The activity of today was two-fold, with the focus being on understanding the relationship between the MIR/MAR reallocation issue (and the consequent 1.8 Hz oscillation) and the CARM loop gain. The underlying idea was that the CARM loop was marginal at the higher end of its phase bubble, and even the small change in gain induced by the change in the reallocation strategy between the HighPower and the LowNoise configurations could induce the crossing of CARM in the instability region.
The first test we did was in the (currently) standard configuration during science mode, with the splitting filters misbalanced towards the MIR correction:
- 16:00:00 UTC: clean data, 240 s;
- 16:04:30 UTC: CARM loop gain increased by 5% (16 -> 16.8), 500 s;
- 16:14:30 UTC: CARM loop gain increased up to +7.5% (16.8 -> 17.2), 500 s;
- 16:25:40 UTC: CARM loop gain decreased down to ~-20% (17.2 -> 13), 600 s.
The test is reported in Figure 1, where the four traces are respectively the purple, red, black and blue ones: the structures around 1.8 Hz, already present in the standard configuration, got progressively worse with the gain increased, and completely disappeared with the low gain.
We did then a test to restore the MIR/MAR reallocation filters in the low-gain condition, but this still caused the oscillation to rise and kill the lock (Figure 2).
At this point, remembering that the current CARM gain is much higher (factor ~2) than the old one, and this was mainly due to issues in the CARM loop engagement (which happens with a different filter at the end of LOCKING_CARM_NULL_1F), we wanted to test the old configuration for the lock acquisition:
- we left the old reallocation filters we used in the past and the test in Figure 2 ;
- we reduced the CARM gain from 16 to 9 (the one we used back in the day); in order to avoid getting back the engagement issues, we added the CARM gain reduction at the beginning of ACQUIRE_LOW_NOISE_1.
Indeed the test was successful, and we left this configuration.
Then we did some noise injections on CARM, to understand better the limits with respect to B1 saturations; we used the standars LSC_noise_MICHband filter, with different amplitudes (Figure 3):
- 18:37:30 UTC: amplitude 5e-5, 120 s;
- 18:40:30 UTC: amplitude 8e-5, 200 s; here we observed 1 glitch in DARM (following a 'canonical' 25min glitch);
- 18:45:25 UTC: amplitude 1e-4, 180 s; several glitches were observed;
- 18:48:30 UTC: amplitude 2e-4; glitches were now appearing consistently, also impacting SR alignment; the injection was quickly stopped.

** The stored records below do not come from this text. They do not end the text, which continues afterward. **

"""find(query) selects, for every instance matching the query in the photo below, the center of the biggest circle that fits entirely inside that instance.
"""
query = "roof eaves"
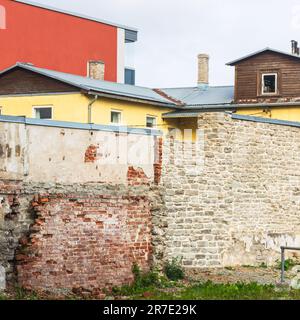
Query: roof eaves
(44, 6)
(166, 96)
(232, 63)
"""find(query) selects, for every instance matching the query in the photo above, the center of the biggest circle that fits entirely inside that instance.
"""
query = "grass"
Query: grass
(183, 290)
(211, 291)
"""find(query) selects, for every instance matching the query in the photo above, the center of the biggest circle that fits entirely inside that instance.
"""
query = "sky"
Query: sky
(173, 32)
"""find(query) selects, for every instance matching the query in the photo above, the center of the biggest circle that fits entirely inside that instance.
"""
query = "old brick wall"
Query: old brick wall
(85, 241)
(233, 197)
(75, 206)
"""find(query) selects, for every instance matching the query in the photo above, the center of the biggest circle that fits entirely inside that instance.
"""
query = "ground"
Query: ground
(245, 283)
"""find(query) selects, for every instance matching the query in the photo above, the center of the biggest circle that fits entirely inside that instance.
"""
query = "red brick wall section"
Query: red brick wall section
(158, 160)
(91, 154)
(137, 177)
(88, 242)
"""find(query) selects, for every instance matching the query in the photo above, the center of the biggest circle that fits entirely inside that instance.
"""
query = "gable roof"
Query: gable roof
(130, 33)
(234, 62)
(97, 86)
(199, 96)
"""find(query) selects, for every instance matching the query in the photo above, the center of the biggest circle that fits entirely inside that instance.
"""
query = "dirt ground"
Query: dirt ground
(260, 275)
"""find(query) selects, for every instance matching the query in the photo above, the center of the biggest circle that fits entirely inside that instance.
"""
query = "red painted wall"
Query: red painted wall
(56, 41)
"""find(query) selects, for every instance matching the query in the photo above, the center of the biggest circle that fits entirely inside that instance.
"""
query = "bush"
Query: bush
(288, 264)
(174, 270)
(142, 282)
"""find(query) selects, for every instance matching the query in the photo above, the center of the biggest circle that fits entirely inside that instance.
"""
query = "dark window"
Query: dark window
(269, 83)
(151, 122)
(115, 117)
(130, 76)
(43, 113)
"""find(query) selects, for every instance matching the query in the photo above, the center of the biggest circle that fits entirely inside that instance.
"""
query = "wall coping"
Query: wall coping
(266, 120)
(80, 126)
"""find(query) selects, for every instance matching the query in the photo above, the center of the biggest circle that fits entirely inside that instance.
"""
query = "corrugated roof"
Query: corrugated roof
(98, 86)
(197, 96)
(232, 63)
(44, 6)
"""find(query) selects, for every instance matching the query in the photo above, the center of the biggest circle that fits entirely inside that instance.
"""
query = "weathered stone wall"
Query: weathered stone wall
(233, 197)
(76, 206)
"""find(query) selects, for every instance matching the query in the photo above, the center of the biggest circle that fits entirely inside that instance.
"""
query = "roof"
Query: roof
(97, 86)
(234, 62)
(197, 96)
(131, 33)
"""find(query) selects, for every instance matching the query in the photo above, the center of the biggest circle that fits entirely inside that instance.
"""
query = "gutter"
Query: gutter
(155, 103)
(243, 106)
(90, 108)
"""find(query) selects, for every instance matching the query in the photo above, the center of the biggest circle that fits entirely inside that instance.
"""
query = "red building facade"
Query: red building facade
(60, 40)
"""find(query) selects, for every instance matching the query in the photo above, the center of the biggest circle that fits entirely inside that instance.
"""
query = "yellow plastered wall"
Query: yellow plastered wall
(65, 107)
(278, 113)
(74, 107)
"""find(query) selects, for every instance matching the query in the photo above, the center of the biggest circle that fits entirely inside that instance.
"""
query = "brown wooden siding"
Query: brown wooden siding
(248, 77)
(20, 81)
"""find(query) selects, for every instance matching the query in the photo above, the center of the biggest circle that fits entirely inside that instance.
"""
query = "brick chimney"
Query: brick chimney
(96, 69)
(203, 70)
(295, 48)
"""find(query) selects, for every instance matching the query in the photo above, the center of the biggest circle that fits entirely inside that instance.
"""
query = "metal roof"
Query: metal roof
(232, 63)
(197, 96)
(79, 15)
(79, 125)
(98, 86)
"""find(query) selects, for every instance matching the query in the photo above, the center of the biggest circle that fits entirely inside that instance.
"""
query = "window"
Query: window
(115, 117)
(129, 76)
(150, 122)
(43, 113)
(269, 83)
(2, 17)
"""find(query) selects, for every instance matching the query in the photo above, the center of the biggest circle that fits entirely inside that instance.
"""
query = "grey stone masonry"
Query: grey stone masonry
(2, 278)
(233, 197)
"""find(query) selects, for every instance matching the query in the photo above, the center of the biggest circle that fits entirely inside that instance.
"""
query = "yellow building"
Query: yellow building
(45, 94)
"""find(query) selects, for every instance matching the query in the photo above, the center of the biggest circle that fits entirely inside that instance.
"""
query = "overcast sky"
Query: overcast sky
(173, 32)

We need to understand how to reduce such glitchyness without losing effectiveness in the noise injection, which is not that great to begin with; the shape of the filter is already at high frequency, relatively speaking, and moving it towards lower frequencies is tricky; also, much of the B1_DC r.m.s. is gained at 5.2 Hz (DIFFp_TY line) and at low frequency in general. Given the saturation level being around +-0.06, we are never away more than a factor of 2-3.

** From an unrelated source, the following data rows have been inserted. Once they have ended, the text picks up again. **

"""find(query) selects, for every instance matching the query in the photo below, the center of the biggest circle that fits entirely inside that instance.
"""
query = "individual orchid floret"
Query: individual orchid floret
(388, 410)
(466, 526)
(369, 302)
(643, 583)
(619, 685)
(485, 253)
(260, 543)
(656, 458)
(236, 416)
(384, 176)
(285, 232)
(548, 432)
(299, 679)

The other topic of today was confined in the very last part of the shift, given the importance of the first one; we just made manually a noise injection on BS_TY OpLev in order to verify the shape of the filter and the overall noise: the shape looks fine, and a noise injection of 10x the sensing noise level had no visible effect (18:55:30 UTC, 300 s, Figure4, in purple noise is generated but not injected).
More analysis on both topics may follow.